Victor Mendonça e Selma Sueli Silva
“CAMALEÔNICOS’ é ao mesmo tempo o livro, a reportagem e denúncia sobre as dificuldades dos autistas para serem compreendidos. Diante da burocracia e de uma cruel indiferença, são muitos os que desistem de lutar pela aceitação, privando a todos de seus dotes peculiares. ‘A sociedade aceita mais uma palavra escrita em papel com carimbo e a assinatura que o pedido honesto pelo respeito à diferença. Entender o autismo foi fácil. Mais difícil foi entender o que eles achavam que era o autismo’. Essas opiniões estão dentre as muitas que foram colhidas pela autora — repletas de emoção, de decepção e também da esperança de quem, tantas vezes, precisa se camuflar para viver.”
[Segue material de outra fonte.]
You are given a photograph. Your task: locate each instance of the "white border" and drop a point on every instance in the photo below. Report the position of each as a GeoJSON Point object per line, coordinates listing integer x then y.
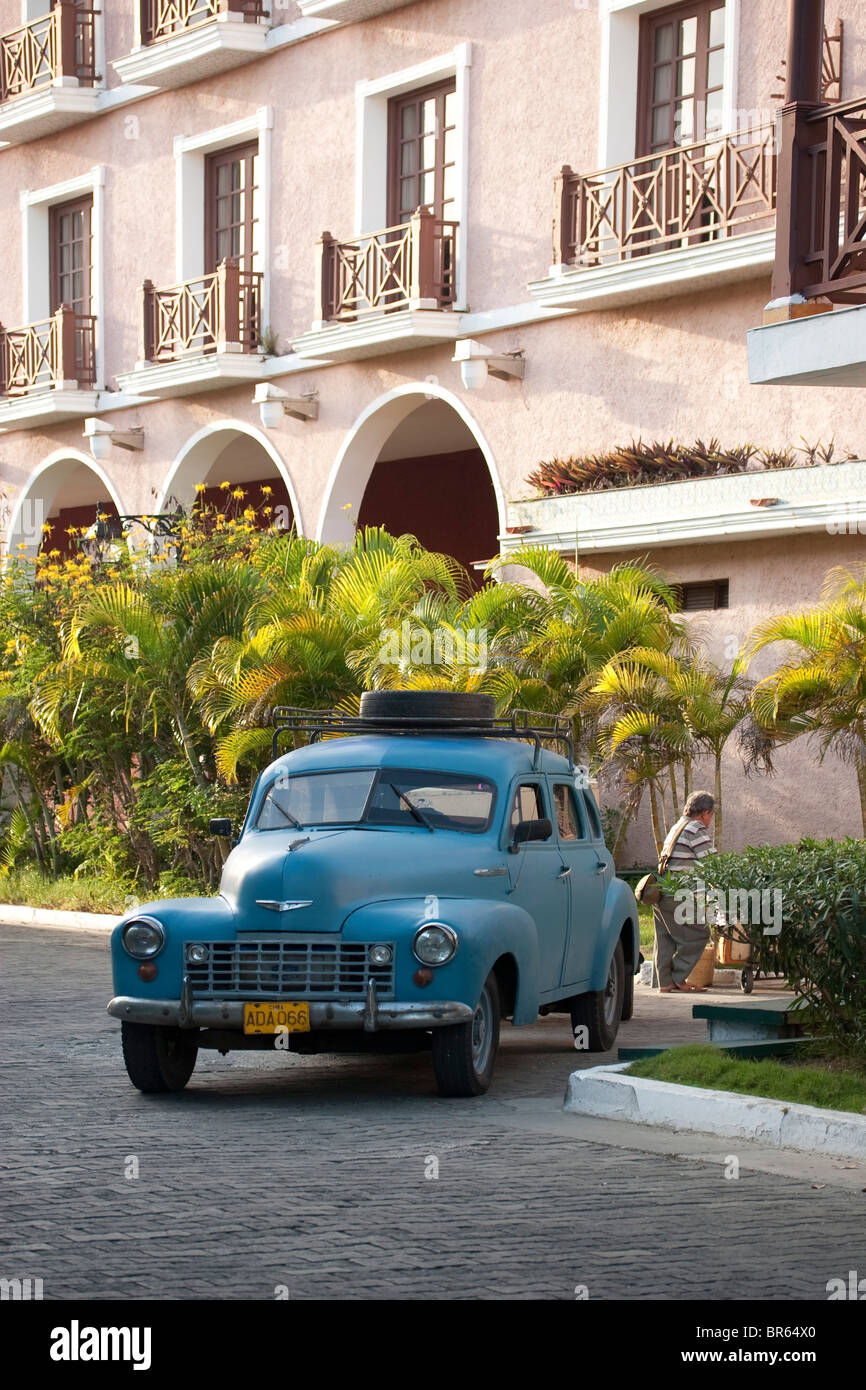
{"type": "Point", "coordinates": [371, 145]}
{"type": "Point", "coordinates": [362, 446]}
{"type": "Point", "coordinates": [35, 253]}
{"type": "Point", "coordinates": [53, 459]}
{"type": "Point", "coordinates": [617, 114]}
{"type": "Point", "coordinates": [189, 153]}
{"type": "Point", "coordinates": [185, 470]}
Ah, como Selma sabe disso… “Camaleônicos”. Victor participou da produção do livro, participou da apuração, mas o lugar de fala, quem teve que escrever esse livro era a mãe dele. A vida toda, Selma, sem o diagnóstico, teve uma dificuldade muito grande: pressionada, ela não trabalha, e competição a arrasa. Competição, desafios… Não. Cooperação a leva a lugares nunca dantes navegados. Mas a tal da competição…
Só que, anos depois, já com o diagnóstico, ela arrumou um chefe muito danado, Victor Mendonça. “Eu quero que você escreva um livro sobre autistas adultos”, que tiveram diagnóstico depois de adultos, inclusive. Victor viu naquilo a possibilidade de uma reportagem que desse luz a tantos autistas que foram diagnosticados ou até aqueles que não foram diagnosticados ainda, formalmente, e que sofrem aí, camaleonicamente, vida afora. Ela falou com mulheres, falou com homens, falou com a especialista, doutora Raquel Del Monde, com a Natália Costa, que é diretora do Censa Betim, que trata de casos de autismo mais severo…
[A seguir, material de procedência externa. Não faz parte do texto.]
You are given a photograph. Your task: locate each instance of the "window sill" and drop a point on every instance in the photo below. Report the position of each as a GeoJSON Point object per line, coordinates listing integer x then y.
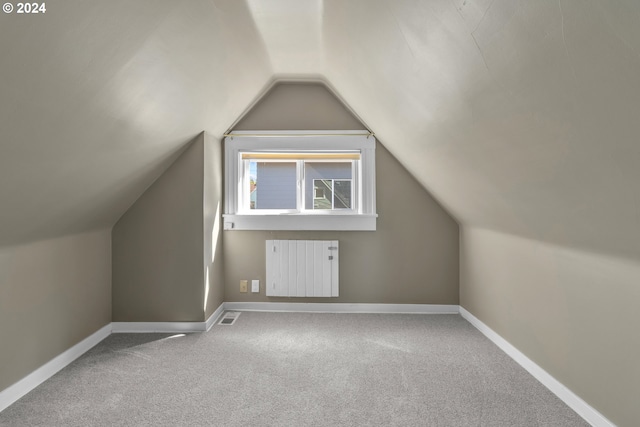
{"type": "Point", "coordinates": [301, 222]}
Vocês não têm noção da riqueza dessas vidas, do universo de cada uma dessas pessoas e de como é abrangente, muito maior do que a gente possa imaginar. Aqui tem a realidade colhida de uma autista de Portugal, a Rita Nolasco. Tem a de outra autista que mora em Portugal, embora seja brasileira, uma psiquiatra. Tem de vários outros autistas aos quais é preciso agradecer profundamente, porque toparam compartilhar a história com todos vocês, com todo o público.
A partir deste livro esperamos ajudar educadores, principalmente na fase universitária, além daqueles do Ensino Médio, a entenderem esses autistas. Porque quando eles não são entendidos, quando não têm a luz jogada em suas habilidades, eles acabam sofrendo. Caso de uma menina que desenvolveu várias condições coexistentes, antigamente chamadas de comorbidades, porque não acertavam no diagnóstico dela. Muitos vêm de diagnósticos equivocados.
O editor do livro, Roberto Mendonça, pai de Victor e ex-marido de Selma, escreveu uma espécie de prefácio em que fala sobre o quanto tanto Selma se aprimorou depois do diagnóstico. O mais importante da edição deste livro é respeitar a forma como se comunicam os autistas, cuja maior diferença está na comunicação. O editor teve essa preocupação.
Há aquele mito de que o autismo é só infantil, que só dá em criança, e hoje a gente está tendo muitos diagnósticos precoces – ainda bem, é o ideal mesmo –, mas temos que entender que o autismo é uma condição. Não é uma doença, e, portanto, não tem cura. As pessoas vão continuar sendo autistas e aprender a mascarar, sendo camaleônicos nesse mundo, mas elas vão continuar também convivendo com esse cérebro que tanto tem o potencial para o bem quanto para o mal. Depende de como a gente vai conduzir as coisas. Às condições favoráveis que entendam esse ser humano, ok: valor para a sociedade. Em condições desfavoráveis a esse ser humano, a sociedade perde elementos, talentos, valores maravilhosos.
Muitos profissionais têm medo e até receio de dar o laudo para o autista adulto porque acham que ele já viveu a vida dele, que ele dá conta. Isso é a mais pura bobagem, até porque esse autista adulto corre risco de ter uma crise e ser internado, recebendo um diagnóstico equivocado e, digamos, mais grave que o de autismo, o que pode causar consequências piores para a vida dele. O diagnóstico de autismo é um norte, em qualquer fase da vida, e é importantíssimo.
Você tem o direito de se conhecer e se aprimorar a cada dia, em qualquer idade. Sem contar que a gente é que sabe do que precisa para ter uma relação melhor com a sociedade. Só a gente sabe o que sente por dentro.